# Heeling and stack(ish) photos!



## Spetzio (Oct 8, 2015)

Heeling photos and stack courtesy of @Rei! Last two taken by me. 

Sawyer is now 14 (almost 15) months and maturing super nicely. I’m so happy with how his heeling is coming along (the flashier the better, I’m a sucker for it). Really nice ball drive. Currently working on more engagement, as always, shaping a hold and retrieve, and a sit and a down in motion! The sit is harder than the down for him, but we’re working on it! 
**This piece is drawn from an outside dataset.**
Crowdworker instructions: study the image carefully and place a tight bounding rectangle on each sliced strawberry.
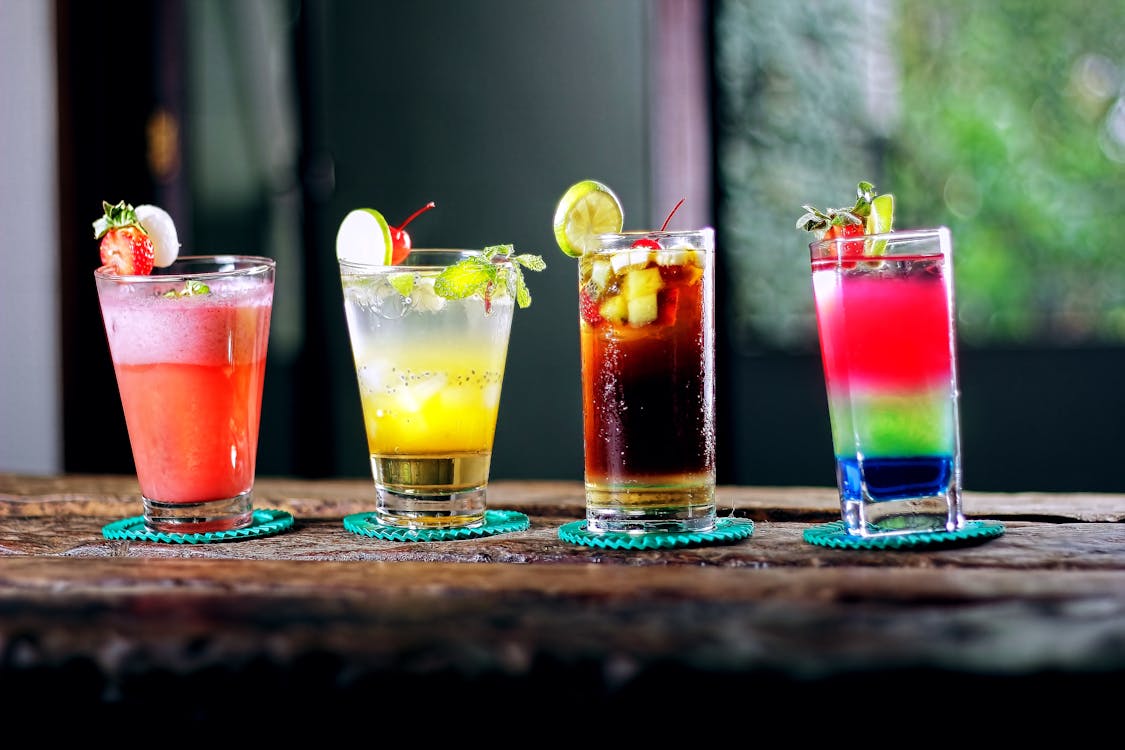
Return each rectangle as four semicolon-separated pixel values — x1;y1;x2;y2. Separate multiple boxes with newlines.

Aiming for a BH, but also training in the phases of IPO when I have the time for fun! If I had more of an open schedule to commit to it at the moment, we’d totally do more, it’s addicting. He’s only had a couple bitework sessions and we just recently started tracking. He’s so much fun to train when he’s not being a stubborn teen about it.


----------



## Rei (Oct 10, 2008)

A VERY GOOD BOY. Your heeling is seriously looking awesome, I'm glad you let me take photos so you can see for yourself (but seriously next time, need more time and a better location and I'm definitely stacking him again LOL)!! It's been really cool to watch you guys grow together and can't wait to see what you'll do in the future!


----------



## gbeck (May 3, 2015)

Beautiful dog! Looks like he enjoys heeling! Can you share any tips on how you got him to heel so well?


----------



## tim_s_adams (Aug 9, 2017)

Nice shots! That heel looks pretty sharp! And your dog is gorgeous!


----------



## Jenny720 (Nov 21, 2014)

Great photos and gorgeous dog!


----------



## RoseW (Feb 18, 2016)

Handsome boy! Looks like his heel is coming along very nicely


----------



## sebrench (Dec 2, 2014)

Beautiful dog and heeling! Looks like you both are having fun. Great photographs also!


----------



## Steve Strom (Oct 26, 2013)

You've got really nice positioning in that heel. Great job.


----------



## CometDog (Aug 22, 2017)

Handsome man!!!! Great looking heel!


----------



## holland (Jan 11, 2009)

The dog is beautiful and so is the heeling-like the last pics -his coat is gorgeous in those


----------



## Sunsilver (Apr 8, 2014)

That's some really nice heeling, BUT at the last IPO event I was at, the judge criticized handlers who had their left hands to the left of the dog's head, and docked them points.

Soo...good to be aware of that.


----------



## Femfa (May 29, 2016)

Sunsilver said:


> That's some really nice heeling, BUT at the last IPO event I was at, the judge criticized handlers who had their left hands to the left of the dog's head, and docked them points.
> 
> 
> 
> Soo...good to be aware of that.




Really? Where should the hand be then? At my club I think almost everyone has their hand to the left of the dog’s head


----------



## Steve Strom (Oct 26, 2013)

Femfa said:


> Really? Where should the hand be then? At my club I think almost everyone has their hand to the left of the dog’s head


Just relax it and let it move naturally with the dog, don't hold it rigid and fixed right next to her head like you're going to smack her with it. Thats handler help.


----------



## Sunsilver (Apr 8, 2014)

Yes, hold it in a normal walking position, the way you would if the dog wasn't there, except make sure you don't touch the dog as you are swinging your arms.

Some judges don't care, but technically, it could be seen as 'handler help'. 

Here's last year's WUSV winner doing obedience:


----------



## Spetzio (Oct 8, 2015)

Thanks all! And thank you re: the heeling tips! Definitely a huge problem I have - stiff arm! I tend to not know how to function like a normal human when practicing heeling with him because I'm so focused on making sure he's in proper position. Something to practice for sure!


----------